Moore was taken into custody. At the station, the police found a bottle of pills in Moore’s purse, which were identified as a mix of prescription and controlled drugs. Included in the mix were Efidac 24, Clonazepam, Carisoprodol and Valium, the report said.
“During the booking process, I noticed that Christina had extensive ‘track’ marks on both arms indicative of intravenous drug use,” McGonagle wrote.
The children were placed into protective custody and later released to the custody of their paternal grandparents.
Moore was charged with three counts of possession of controlled drugs, two counts of possession of prescription drugs without a prescription and two counts of endangering the welfare of a child.
Bail was set for $35,000.
Domestic disturbance
On Nov. 4, officers William Brouillet and Scott Fanjoy were dispatched to a Great Falls Drive residence for a report of domestic disturbance.
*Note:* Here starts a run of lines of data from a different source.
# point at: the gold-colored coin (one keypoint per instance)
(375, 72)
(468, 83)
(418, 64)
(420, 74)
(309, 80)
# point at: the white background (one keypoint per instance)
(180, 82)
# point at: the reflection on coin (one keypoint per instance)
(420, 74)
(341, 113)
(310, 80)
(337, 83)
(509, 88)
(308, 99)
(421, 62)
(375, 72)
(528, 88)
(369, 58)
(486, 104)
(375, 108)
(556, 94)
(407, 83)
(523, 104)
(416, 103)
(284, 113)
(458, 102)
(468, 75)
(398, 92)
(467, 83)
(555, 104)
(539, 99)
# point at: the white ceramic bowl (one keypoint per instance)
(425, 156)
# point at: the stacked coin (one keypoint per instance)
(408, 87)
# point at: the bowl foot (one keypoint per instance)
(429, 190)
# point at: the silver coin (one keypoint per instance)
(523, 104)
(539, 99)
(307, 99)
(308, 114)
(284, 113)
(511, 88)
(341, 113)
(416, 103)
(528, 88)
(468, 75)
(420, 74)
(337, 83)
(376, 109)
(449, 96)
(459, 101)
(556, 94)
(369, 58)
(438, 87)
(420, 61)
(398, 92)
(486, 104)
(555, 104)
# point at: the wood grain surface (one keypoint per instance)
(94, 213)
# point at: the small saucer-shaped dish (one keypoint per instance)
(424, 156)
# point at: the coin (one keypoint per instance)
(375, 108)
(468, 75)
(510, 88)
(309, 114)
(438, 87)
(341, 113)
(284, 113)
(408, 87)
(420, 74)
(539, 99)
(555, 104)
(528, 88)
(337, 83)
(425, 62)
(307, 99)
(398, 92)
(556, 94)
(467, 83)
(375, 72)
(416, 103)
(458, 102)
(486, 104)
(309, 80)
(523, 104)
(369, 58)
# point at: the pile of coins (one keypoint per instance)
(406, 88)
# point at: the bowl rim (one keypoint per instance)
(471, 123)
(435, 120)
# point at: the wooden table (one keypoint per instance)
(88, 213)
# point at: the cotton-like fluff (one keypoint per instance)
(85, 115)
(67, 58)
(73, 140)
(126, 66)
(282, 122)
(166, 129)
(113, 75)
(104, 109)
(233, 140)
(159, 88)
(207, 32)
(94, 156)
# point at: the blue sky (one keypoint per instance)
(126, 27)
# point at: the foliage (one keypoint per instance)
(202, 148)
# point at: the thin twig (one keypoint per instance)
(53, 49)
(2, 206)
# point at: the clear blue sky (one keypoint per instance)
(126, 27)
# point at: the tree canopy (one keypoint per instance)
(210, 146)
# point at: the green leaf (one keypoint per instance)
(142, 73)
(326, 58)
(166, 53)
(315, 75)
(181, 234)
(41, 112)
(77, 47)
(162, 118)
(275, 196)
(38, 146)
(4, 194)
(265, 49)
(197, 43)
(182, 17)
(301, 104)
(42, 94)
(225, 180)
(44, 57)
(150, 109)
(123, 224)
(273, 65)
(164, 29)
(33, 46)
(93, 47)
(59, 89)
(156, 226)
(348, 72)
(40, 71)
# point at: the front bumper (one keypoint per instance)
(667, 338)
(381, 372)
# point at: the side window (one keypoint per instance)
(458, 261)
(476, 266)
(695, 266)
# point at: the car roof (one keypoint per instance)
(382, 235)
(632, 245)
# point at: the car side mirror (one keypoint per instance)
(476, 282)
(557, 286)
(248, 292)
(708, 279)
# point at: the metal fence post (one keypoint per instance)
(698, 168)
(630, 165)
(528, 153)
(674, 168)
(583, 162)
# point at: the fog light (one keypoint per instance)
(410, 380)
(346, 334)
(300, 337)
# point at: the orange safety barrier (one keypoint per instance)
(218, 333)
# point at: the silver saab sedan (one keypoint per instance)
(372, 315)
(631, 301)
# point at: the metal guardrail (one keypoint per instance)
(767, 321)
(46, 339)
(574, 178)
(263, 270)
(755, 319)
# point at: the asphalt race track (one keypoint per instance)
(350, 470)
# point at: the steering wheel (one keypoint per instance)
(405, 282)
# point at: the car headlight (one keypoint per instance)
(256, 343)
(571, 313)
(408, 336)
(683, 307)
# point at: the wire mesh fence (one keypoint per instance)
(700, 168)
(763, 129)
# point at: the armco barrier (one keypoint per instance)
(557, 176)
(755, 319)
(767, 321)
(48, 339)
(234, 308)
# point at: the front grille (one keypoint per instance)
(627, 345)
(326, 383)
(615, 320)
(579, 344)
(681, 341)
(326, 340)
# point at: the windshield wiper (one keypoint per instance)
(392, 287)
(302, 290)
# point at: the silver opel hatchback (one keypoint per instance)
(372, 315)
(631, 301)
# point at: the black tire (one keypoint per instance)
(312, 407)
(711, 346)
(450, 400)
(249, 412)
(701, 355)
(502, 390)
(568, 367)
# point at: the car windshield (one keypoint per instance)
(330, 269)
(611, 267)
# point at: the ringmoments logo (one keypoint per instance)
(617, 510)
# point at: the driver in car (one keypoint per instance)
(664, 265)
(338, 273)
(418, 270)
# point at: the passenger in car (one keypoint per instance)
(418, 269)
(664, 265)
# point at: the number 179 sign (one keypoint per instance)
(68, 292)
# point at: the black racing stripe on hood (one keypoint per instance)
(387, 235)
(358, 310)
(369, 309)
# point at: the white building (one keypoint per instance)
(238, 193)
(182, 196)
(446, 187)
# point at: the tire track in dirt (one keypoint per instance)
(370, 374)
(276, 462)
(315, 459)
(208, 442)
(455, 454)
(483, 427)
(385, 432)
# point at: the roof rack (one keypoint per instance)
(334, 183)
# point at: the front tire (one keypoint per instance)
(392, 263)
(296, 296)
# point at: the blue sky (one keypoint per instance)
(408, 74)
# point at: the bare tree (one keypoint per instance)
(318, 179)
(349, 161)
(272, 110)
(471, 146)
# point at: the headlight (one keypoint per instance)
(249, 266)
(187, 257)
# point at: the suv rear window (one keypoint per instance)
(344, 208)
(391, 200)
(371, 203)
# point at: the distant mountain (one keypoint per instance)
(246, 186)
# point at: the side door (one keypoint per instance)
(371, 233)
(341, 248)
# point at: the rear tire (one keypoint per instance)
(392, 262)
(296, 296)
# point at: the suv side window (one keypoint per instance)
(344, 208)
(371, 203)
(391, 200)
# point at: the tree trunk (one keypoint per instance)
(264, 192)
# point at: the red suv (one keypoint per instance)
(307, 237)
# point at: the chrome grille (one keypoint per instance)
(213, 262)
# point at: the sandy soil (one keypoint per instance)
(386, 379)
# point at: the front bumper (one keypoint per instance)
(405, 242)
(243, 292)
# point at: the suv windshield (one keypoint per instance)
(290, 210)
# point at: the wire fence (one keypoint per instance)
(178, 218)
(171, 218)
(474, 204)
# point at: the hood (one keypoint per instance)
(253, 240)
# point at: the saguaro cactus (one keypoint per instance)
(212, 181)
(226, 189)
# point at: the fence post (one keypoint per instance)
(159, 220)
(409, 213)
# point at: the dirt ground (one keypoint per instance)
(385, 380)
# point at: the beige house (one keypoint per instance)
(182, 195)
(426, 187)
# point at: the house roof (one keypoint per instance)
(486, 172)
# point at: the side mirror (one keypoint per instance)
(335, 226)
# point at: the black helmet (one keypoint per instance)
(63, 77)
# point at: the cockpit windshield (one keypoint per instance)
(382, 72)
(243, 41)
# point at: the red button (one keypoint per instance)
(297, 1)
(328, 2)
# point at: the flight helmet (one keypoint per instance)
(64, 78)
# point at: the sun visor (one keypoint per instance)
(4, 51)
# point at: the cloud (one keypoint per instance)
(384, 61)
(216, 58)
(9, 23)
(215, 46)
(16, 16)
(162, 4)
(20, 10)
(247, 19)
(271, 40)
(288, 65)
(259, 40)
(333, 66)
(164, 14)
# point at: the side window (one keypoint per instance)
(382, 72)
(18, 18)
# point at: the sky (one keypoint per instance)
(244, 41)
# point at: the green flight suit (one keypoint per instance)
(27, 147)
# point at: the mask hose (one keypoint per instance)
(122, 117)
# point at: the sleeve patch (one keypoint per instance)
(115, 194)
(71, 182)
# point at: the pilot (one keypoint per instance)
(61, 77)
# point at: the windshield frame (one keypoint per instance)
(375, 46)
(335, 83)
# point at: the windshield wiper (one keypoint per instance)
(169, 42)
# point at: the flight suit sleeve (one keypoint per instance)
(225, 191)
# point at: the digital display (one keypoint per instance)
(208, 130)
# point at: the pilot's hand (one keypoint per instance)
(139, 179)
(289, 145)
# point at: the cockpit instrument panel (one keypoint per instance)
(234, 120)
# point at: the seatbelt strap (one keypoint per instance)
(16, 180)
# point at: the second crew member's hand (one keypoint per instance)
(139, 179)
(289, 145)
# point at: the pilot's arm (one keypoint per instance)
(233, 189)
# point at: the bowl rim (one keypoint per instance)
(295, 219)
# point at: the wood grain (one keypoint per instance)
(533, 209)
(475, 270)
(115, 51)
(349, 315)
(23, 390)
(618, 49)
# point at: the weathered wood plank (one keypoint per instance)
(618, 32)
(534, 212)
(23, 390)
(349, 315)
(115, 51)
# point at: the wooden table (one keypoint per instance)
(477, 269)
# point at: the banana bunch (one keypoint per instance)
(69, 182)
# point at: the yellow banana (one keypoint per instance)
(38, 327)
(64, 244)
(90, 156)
A woman who called the police told dispatch that her boyfriend, Alexander McFarlin, 19, of Concord, punched her in the face, causing a fat bloody lip and broke her finger.
Fanjoy found McFarlin at a Washington Street residence and asked him what happened.
McFarlin told Fanjoy that he woke up that morning to his girlfriend screaming at him for talking to another girl. McFarlin said that his girlfriend then threw his phone down beside him on the bed and that they got into a verbal argument before she walked out, Fanjoy wrote.
“I asked McFarlin how she got the fat bloody lip, red mark on her chest and the broken finger. McFarlin stated that he didn’t know and she must have done it to herself,” Fanjoy wrote.
McFarlin told Fanjoy that his girlfriend had hurt herself in the past and that maybe the red mark on her chest came from having sex the night before, the report said.
McFarlin was arrested for domestic related simple assault and was held on $4,000 cash.